Document 2: Artificial Intelligence (AI) is intelligence demonstrated by machines.
Distances to similar documents: [[ 81.82834 277.91656]]
Best Practices
- Choose the Right Index Type : Use Flat indexes for small datasets and IVF+PQ for larger ones.
- Normalize Vectors : Normalize vectors to unit length if using cosine similarity.
- Optimize Parameters : Experiment with parameters like nlist and m (number of subvectors in PQ) to balance speed and accuracy.
- Leverage GPUs : Use GPU acceleration for large-scale datasets.

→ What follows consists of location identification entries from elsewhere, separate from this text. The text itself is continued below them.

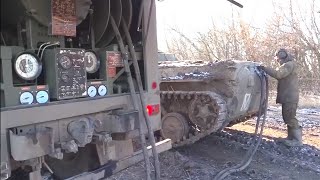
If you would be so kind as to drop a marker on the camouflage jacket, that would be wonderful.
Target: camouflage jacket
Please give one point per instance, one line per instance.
(288, 88)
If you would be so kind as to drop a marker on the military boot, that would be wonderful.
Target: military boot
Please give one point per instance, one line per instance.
(289, 135)
(296, 138)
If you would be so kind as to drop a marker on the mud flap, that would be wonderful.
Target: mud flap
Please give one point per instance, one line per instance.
(114, 167)
(31, 145)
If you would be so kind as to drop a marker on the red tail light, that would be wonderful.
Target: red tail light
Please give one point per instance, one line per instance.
(154, 85)
(153, 109)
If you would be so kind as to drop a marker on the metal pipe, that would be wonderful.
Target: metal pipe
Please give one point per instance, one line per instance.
(138, 77)
(133, 96)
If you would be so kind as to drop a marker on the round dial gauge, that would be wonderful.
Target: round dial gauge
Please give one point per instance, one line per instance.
(92, 91)
(42, 97)
(102, 90)
(27, 66)
(65, 62)
(26, 98)
(92, 62)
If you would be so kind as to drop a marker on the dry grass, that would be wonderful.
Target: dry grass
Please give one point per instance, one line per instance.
(306, 100)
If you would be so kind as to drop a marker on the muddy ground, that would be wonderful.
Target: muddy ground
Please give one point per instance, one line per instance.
(204, 159)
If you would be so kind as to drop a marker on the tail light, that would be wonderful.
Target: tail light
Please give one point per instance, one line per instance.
(154, 85)
(153, 109)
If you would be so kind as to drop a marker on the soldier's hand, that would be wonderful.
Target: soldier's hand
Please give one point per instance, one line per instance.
(260, 68)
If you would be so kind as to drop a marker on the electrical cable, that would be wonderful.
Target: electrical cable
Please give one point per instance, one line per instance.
(250, 153)
(133, 96)
(54, 44)
(148, 23)
(3, 41)
(142, 98)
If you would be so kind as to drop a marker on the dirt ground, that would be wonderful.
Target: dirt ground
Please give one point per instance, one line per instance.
(204, 159)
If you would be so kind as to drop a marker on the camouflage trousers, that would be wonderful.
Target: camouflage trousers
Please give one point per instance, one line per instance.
(289, 114)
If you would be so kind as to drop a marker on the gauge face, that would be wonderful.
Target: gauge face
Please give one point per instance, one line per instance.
(65, 62)
(27, 66)
(92, 62)
(42, 97)
(26, 98)
(65, 78)
(102, 90)
(92, 91)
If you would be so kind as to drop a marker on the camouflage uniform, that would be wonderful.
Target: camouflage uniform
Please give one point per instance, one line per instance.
(288, 96)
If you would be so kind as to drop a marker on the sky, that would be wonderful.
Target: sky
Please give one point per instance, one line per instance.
(192, 16)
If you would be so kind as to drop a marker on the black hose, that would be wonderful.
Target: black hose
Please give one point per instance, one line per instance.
(250, 153)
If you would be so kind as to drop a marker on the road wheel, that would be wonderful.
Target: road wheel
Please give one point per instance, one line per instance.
(174, 126)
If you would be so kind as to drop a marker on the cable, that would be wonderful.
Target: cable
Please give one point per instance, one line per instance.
(252, 150)
(140, 15)
(2, 38)
(54, 44)
(138, 75)
(133, 96)
(148, 24)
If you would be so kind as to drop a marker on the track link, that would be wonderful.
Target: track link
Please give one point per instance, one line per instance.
(180, 102)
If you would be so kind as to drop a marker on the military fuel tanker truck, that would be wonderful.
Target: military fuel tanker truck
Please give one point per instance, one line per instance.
(68, 88)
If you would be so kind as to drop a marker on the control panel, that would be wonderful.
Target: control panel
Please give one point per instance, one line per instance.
(66, 73)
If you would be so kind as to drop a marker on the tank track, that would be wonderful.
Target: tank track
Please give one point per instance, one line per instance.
(170, 98)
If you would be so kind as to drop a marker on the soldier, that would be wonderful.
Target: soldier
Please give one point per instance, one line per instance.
(287, 95)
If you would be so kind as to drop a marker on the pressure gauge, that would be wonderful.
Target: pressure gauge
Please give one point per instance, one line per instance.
(92, 91)
(26, 98)
(92, 62)
(42, 97)
(102, 90)
(65, 62)
(27, 66)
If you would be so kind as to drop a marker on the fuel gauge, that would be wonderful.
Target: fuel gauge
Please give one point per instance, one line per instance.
(102, 90)
(92, 91)
(42, 97)
(26, 98)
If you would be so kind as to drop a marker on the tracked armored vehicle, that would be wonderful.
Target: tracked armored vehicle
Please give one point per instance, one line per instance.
(70, 70)
(198, 98)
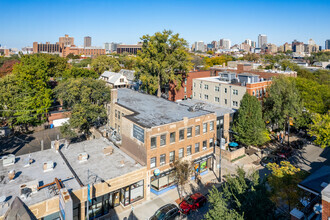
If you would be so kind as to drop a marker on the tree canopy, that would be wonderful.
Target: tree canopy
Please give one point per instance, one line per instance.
(86, 99)
(282, 102)
(249, 125)
(105, 63)
(320, 128)
(163, 59)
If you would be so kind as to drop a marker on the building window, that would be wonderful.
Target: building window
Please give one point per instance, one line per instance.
(197, 130)
(181, 153)
(211, 125)
(172, 137)
(162, 139)
(204, 145)
(196, 147)
(153, 142)
(181, 134)
(211, 144)
(162, 159)
(152, 162)
(204, 128)
(189, 132)
(189, 150)
(172, 156)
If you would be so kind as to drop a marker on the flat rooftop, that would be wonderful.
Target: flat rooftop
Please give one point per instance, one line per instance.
(152, 111)
(105, 167)
(218, 109)
(35, 172)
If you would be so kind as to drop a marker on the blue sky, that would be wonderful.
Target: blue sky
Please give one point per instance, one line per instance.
(24, 21)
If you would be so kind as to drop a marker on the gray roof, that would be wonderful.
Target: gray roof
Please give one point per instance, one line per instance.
(18, 210)
(129, 74)
(218, 109)
(35, 172)
(313, 182)
(106, 167)
(151, 111)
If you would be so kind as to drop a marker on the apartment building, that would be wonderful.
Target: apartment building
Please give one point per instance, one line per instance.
(228, 90)
(155, 132)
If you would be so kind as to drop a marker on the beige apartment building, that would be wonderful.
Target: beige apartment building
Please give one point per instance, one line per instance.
(227, 89)
(155, 132)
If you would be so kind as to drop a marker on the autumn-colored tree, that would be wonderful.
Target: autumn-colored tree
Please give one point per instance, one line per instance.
(284, 181)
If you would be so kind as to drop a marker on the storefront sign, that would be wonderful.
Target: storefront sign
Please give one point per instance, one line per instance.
(138, 133)
(156, 172)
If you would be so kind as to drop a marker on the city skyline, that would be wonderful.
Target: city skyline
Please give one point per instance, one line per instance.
(23, 27)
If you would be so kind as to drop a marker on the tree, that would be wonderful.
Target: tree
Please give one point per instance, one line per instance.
(282, 102)
(284, 181)
(247, 194)
(182, 172)
(219, 208)
(105, 63)
(86, 99)
(249, 126)
(320, 128)
(163, 59)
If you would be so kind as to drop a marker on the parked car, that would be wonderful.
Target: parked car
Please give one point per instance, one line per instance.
(166, 212)
(269, 159)
(192, 203)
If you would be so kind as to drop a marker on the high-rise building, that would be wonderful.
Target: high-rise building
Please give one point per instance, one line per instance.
(225, 44)
(248, 41)
(66, 40)
(87, 41)
(327, 44)
(199, 46)
(262, 41)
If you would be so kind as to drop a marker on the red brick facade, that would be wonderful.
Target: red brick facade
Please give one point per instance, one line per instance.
(186, 88)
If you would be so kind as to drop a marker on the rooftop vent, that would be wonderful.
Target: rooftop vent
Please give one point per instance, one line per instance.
(8, 160)
(107, 151)
(48, 166)
(82, 157)
(11, 174)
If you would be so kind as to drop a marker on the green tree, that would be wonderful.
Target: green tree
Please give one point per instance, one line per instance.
(105, 63)
(86, 99)
(284, 181)
(163, 59)
(282, 103)
(247, 194)
(249, 125)
(219, 207)
(182, 171)
(320, 128)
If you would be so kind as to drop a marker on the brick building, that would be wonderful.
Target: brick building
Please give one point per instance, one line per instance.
(155, 132)
(186, 88)
(132, 49)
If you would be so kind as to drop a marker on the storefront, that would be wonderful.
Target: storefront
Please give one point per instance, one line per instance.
(125, 196)
(162, 182)
(202, 165)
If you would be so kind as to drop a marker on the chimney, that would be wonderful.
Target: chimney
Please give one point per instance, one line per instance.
(114, 96)
(11, 174)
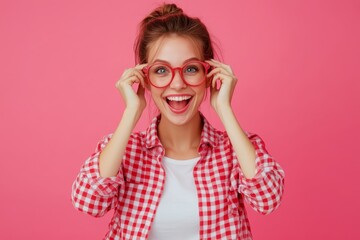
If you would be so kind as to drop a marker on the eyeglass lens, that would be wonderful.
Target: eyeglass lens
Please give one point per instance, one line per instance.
(161, 75)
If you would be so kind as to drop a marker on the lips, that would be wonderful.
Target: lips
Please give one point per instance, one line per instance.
(178, 103)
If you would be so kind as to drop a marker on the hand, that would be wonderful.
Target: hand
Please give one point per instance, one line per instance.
(221, 95)
(133, 100)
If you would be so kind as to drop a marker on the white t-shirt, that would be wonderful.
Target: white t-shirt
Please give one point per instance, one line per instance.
(177, 216)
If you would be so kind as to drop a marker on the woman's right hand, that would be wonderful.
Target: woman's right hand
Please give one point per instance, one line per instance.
(133, 100)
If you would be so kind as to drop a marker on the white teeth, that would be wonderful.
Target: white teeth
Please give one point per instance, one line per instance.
(178, 98)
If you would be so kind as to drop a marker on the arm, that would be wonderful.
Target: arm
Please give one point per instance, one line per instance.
(96, 187)
(221, 102)
(260, 179)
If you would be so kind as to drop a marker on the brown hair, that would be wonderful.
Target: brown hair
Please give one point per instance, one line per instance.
(168, 19)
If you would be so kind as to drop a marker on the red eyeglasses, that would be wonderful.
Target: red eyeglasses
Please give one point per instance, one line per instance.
(193, 73)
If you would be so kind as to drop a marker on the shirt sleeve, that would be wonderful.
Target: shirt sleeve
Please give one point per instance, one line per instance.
(91, 193)
(264, 191)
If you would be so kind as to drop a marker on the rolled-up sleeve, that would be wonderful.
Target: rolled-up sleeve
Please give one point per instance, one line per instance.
(264, 191)
(91, 193)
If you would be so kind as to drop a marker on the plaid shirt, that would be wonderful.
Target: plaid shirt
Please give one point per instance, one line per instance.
(221, 186)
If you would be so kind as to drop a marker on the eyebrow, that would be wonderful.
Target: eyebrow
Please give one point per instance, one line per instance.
(187, 60)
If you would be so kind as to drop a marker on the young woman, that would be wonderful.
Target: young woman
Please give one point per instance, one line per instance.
(181, 178)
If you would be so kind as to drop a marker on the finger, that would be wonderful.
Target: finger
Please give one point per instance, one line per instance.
(141, 66)
(215, 63)
(220, 77)
(140, 77)
(141, 90)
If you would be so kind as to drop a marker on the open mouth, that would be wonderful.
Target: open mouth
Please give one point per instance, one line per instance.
(178, 103)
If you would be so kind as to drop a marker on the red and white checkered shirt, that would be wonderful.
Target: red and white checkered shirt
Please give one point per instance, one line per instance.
(135, 192)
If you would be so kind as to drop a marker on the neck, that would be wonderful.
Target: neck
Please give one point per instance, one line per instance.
(183, 137)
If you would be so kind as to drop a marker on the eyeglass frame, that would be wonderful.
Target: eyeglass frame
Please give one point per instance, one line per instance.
(205, 65)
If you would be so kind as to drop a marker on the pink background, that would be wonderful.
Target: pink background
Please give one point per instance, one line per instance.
(298, 65)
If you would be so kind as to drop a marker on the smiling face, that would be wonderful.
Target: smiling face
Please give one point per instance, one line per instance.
(178, 102)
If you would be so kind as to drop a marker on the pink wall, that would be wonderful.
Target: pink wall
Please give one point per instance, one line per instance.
(298, 65)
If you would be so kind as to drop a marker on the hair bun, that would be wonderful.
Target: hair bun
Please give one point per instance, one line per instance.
(164, 11)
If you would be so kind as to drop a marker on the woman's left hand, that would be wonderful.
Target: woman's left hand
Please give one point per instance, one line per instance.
(221, 95)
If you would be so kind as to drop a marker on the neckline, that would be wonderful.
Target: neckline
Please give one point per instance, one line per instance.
(181, 162)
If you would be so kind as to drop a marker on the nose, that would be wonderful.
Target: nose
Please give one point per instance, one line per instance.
(177, 81)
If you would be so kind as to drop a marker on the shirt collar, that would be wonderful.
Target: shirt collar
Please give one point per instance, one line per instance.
(209, 135)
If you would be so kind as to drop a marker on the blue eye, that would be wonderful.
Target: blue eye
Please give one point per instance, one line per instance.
(161, 70)
(191, 69)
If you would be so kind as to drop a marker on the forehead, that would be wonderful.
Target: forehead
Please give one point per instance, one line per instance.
(174, 49)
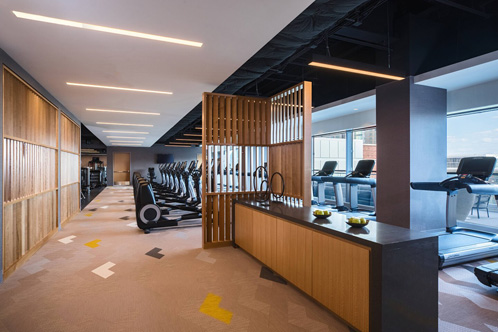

- Preprocess Data : Ensure vectors are preprocessed (e.g., Principal Component Analysis PCA) before indexing. This can improve both indexing time and accuracy.
- Optimize Query Speed: Set index.nprobe dynamically based on dataset size.
- Reduce Memory Usage: Use Product Quantization (PQ) for large-scale datasets.
- Leverage Multi-threading: Enable faiss.omp_set_num_threads(n_threads) for CPU parallelism.